A Associação dos Comerciantes do Mercado do Bolhão manteve, ontem, as 13 lojas do piso superior, a maioria talhos, em funcionamento. A tentativa de dissudir a Câmara em aceitar propostas conhecidas na véspera deu em nada. A recusa em mudar para a ala norte ou para os mercados do Bom Sucesso (Boavista) e dos Anjos (Praça de Lisboa) foi entendida "como uma imposição". A decisão em manter os estabelecimentos abertos até ao próximo dia 4, data marcada para o início de obras, também.
"O presidente da Câmara, através do chefe de gabinete, Manuel Teixeira, alegou que não nos recebeu hoje [ontem] por causa de más interpretações que, dizem eles, nós fizémos.

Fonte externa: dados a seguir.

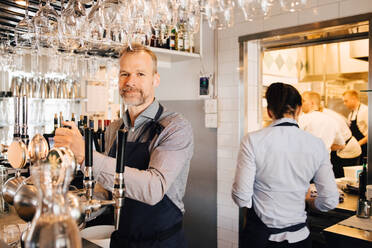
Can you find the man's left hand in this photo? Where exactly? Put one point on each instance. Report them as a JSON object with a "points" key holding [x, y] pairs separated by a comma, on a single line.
{"points": [[71, 138]]}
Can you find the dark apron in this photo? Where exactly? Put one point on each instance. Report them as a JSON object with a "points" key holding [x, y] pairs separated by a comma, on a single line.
{"points": [[255, 233], [143, 225], [358, 135]]}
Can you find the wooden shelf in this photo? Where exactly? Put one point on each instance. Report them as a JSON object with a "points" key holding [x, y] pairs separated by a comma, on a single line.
{"points": [[172, 55]]}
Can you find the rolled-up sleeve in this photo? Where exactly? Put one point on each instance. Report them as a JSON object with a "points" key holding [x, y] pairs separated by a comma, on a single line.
{"points": [[242, 189], [171, 155], [325, 184]]}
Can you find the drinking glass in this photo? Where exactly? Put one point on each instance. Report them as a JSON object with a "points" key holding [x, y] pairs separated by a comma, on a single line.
{"points": [[10, 234]]}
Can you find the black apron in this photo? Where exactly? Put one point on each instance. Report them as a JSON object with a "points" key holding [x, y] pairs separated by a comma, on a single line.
{"points": [[358, 135], [255, 233], [143, 225]]}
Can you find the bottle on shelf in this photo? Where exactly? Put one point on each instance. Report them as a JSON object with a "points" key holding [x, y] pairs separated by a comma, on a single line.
{"points": [[60, 119], [180, 40], [192, 44], [172, 39], [55, 121], [186, 41], [85, 121]]}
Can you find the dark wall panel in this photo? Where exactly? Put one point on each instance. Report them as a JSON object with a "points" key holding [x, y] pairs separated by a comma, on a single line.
{"points": [[200, 220]]}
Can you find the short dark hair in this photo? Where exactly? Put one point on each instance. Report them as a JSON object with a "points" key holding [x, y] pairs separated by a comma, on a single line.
{"points": [[282, 99], [137, 48]]}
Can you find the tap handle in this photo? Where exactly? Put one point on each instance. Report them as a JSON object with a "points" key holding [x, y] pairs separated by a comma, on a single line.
{"points": [[120, 159], [88, 136]]}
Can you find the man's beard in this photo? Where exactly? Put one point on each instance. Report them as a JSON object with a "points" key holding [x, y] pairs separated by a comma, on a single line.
{"points": [[133, 101]]}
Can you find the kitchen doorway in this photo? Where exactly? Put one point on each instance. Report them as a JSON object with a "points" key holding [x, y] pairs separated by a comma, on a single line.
{"points": [[329, 58]]}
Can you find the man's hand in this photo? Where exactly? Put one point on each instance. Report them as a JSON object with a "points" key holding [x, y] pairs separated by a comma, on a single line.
{"points": [[72, 139], [310, 200]]}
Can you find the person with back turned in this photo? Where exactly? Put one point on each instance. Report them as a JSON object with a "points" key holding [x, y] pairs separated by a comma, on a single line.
{"points": [[274, 169], [158, 153], [357, 119]]}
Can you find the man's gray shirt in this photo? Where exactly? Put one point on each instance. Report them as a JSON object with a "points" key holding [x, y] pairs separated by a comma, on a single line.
{"points": [[170, 155]]}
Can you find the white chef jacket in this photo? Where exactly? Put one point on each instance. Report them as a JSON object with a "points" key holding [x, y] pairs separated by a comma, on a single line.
{"points": [[322, 126], [352, 148], [274, 168], [362, 118]]}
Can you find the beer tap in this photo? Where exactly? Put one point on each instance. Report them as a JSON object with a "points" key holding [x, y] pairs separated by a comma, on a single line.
{"points": [[24, 135], [119, 185], [88, 173], [17, 104]]}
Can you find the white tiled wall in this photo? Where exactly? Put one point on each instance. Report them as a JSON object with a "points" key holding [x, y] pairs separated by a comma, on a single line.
{"points": [[228, 94]]}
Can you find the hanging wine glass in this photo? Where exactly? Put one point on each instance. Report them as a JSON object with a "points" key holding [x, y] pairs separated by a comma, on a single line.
{"points": [[46, 25], [24, 31], [255, 9], [71, 25], [293, 5]]}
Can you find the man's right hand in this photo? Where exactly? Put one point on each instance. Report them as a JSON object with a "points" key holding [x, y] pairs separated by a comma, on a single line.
{"points": [[71, 138]]}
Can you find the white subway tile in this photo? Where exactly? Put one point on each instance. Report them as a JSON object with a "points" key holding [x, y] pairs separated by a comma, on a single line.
{"points": [[224, 153], [225, 199], [228, 67], [225, 128], [281, 21], [226, 176], [227, 79], [225, 223], [227, 235], [252, 98], [246, 27], [225, 44], [225, 140], [228, 104], [355, 7], [228, 92], [229, 55], [226, 167], [224, 187], [320, 13], [252, 73], [253, 53], [224, 244]]}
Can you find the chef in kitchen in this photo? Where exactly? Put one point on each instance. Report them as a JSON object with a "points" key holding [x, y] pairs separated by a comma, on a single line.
{"points": [[319, 124], [357, 119]]}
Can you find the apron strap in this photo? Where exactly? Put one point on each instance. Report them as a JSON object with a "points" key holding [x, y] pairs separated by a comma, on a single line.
{"points": [[286, 124]]}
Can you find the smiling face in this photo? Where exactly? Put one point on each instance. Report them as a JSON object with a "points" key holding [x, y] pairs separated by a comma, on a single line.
{"points": [[137, 79], [306, 103], [350, 101]]}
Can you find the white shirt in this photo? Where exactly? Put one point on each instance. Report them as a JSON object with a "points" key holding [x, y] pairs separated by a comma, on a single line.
{"points": [[352, 148], [362, 118], [322, 126], [274, 168]]}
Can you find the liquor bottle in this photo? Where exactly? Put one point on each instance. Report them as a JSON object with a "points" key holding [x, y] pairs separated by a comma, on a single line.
{"points": [[101, 136], [55, 123], [60, 119], [153, 38], [192, 44], [91, 124], [186, 41], [172, 39], [363, 183], [107, 123], [180, 42], [164, 36], [81, 125], [85, 121]]}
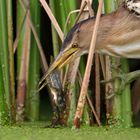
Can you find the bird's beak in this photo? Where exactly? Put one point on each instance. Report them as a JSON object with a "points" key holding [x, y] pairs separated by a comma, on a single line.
{"points": [[64, 57]]}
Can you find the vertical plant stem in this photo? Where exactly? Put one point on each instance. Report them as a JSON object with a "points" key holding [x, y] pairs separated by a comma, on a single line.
{"points": [[11, 56], [3, 114], [97, 85], [4, 57], [23, 58], [85, 82], [126, 98], [55, 39], [34, 66]]}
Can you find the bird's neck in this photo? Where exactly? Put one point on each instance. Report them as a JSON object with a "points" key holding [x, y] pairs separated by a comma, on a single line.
{"points": [[133, 6]]}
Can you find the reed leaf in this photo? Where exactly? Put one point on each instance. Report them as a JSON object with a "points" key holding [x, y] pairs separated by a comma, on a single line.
{"points": [[34, 64], [4, 58]]}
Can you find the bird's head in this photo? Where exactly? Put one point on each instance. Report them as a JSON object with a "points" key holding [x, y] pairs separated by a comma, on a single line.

Vai responder-nos por escrito. Não vamos ficar parados", afirmou, no final de encontro, o líder dos lojistas. Alcino Sousa recusa mudanças sem apoios monetários, reconhece que a ala norte não chega para albergar os 117 comerciantes afectados e quer garantias do regresso aos seus lugares. "Queremos obras e respeito por quem está no mercado. Lamento imenso o comportamento que a autarquia está a ter", acrescentou. Em busca de apoio, a associação promove hoje, ao fim da tarde, uma vigília de protesto e apela à cidade para "que seja possível um cordão humano" à volta do mercado. Promete uma conferência de imprensa onde, "com cabeça fria", apresentará mais iniciativas. Ontem, o dia foi longo.